Scholars Question Assumptions About Training for 'High Tech'
Washington--Although schools and businesses are gearing up to train workers for highly specialized jobs in high-technology industries, the major demand for workers in the next decade will not be for computer scientists and engineers but for janitors, nurses' aides, sales clerks, cashiers, nurses, fast-food preparers, secretaries, truck drivers, and kitchen helpers, according to Henry M. Levin, a professor of economics and education at Stanford University.
Mr. Levin was among a group of economists, legislators, government officials, business executives, and scholars who participated last week in panel discussions examining strategies to improve the nation's "human capital" and to train adaptable workers for a rapidly changing economy. The panel meetings were part of a "Public Policy Week" sponsored by the American Enterprise Institute (aei), a Washington-based research organization.
The Stanford scholar argued that those who will work in high-technology industries may not need to be as skilled as many educators and businessmen are predicting.
"Because the technology is sophisticated, we tend to think we need workers who are highly sophisticated as well," Mr. Levin said.
But that commonly held assumption was not validated by his research on workers in California's "Silicon Valley," he noted. Employees there, he said, are discovering that their skills are not being utilized. As a result, many are becoming disappointed and frustrated, and corporations are reporting a high rate of job turnover, frequent absences, drug abuse, and theft of corporate property by workers, according to Mr. Levin.
Mr. Levin and other conference panelists disagreed over whether legislated social changes and government job-training programs would do more to help young people find work than would broader efforts to make improvements within the schools.
More than 50 percent of minority youths are unemployed, compared with about 25 percent of white youths and 10 percent of the adult population, according to Senator Dan Quayle, Republican of Indiana, who co-sponsored the Job Partnership Training Act recently signed into law by President Reagan.
Senator Quayle said the $3.7-billion job-training initiative, which targets aid to school drop-outs as well as unemployed adults, would be effective in combating "structural unemployment and the permanent displacement of workers and disadvantaged youth."
But other conference participants, while applauding the new federal program, argued that the legislation is merely a stop-gap measure that will not solve deep-rooted problems. Many disadvantaged inner-city students are unemployable because they lack basic educational skills in mathematics, science, and English, several speakers said.
One participant urged that efforts be made to attack the need for remediation where it starts, at the early levels of education.
"Schools have become remedial institutions," said the sociologist Amitai Etzioni. "Primary and secondary education have to do what parents don't. Then colleges provide the remedial education to make up for what was missed during high school."
Mr. Etzioni, who is University Professor at George Washington University, argued that the educational system has become "top heavy," placing too much emphasis on colleges and not enough on elementary and secondary schools.

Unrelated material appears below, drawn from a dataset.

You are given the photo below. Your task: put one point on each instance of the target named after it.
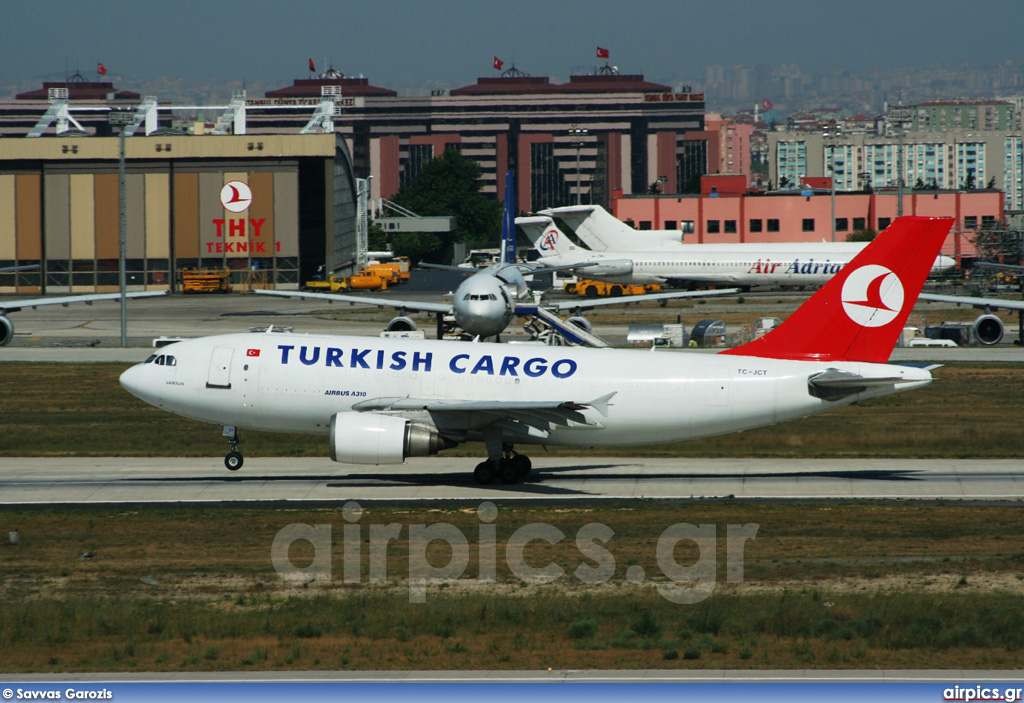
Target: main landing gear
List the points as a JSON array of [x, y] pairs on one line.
[[233, 460], [508, 468]]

"We must work harder to do things right the first time. We cannot continue to do wrong and work backwards to undo the wrong. It's just not efficient," Mr. Etzioni said.
Theodore W. Schultz, a Nobel Prize-winning economist at the University of Chicago, added that "improved efficiency of schools in big cities does more for a disadvantaged family than mandated social reforms."
Even if the new job-training legislation is relatively successful, high unemployment among urban mi-nority youths is likely to continue unless the schools can improve their training efforts dramatically, argued Kenneth McClennan, vice president and director of industrial studies for the Committee for Economic Development.
Given demographic statistics and a moderate projection for economic expansion, the number of young people aged 16 to 24 in the labor force will fall by an estimated 1.5 million over the decade, according to a paper released at the conference by Mr. McClennan. But a rapidly growing percentage of those who do seek to enter the workforce will be inner-city minority youths.
"From 1985 to 1990, the rate of entry of minority youth will be at least double that for whites," Mr. McLennan said.
"The long-term solution to the hard-core youth unemployment problem may have little to do with employment and training policies," he added. "Unless the educational system is able to improve the basic educational skills [mathematics, science, English, and computer operation] of all students, job training and on-the-job experience will do little for hard-to-employ youths."
Senator Quayle responded that improvement in academic skills was "the responsibility of the education system."
Vocational-education programs and job-training programs share identical goals, he said, and both could be effective in helping young people.
Participants at the aei policy meetings generally agreed that schools need to make young people more familiar with new technologies and to provide lifelong skills in computation and analysis that would enhance a worker's flexibility over a lifetime of job changes.
Schools and colleges "will have to adapt educational training to the life cycle of the human being," according to Franklin A. Lindsay, chairman of the executive committee of itek Corporation.
Even the most highly educated engineers and scientists, Mr. Lindsay argued, will not be exempt from the need for job flexibility, because rapid technological developments in the next 10 or 15 years will make their current knowledge obsolete.
"The U.S. labor force has always exhibited a high degree of occupational mobility in response to a changing economy," Mr. McLennan noted.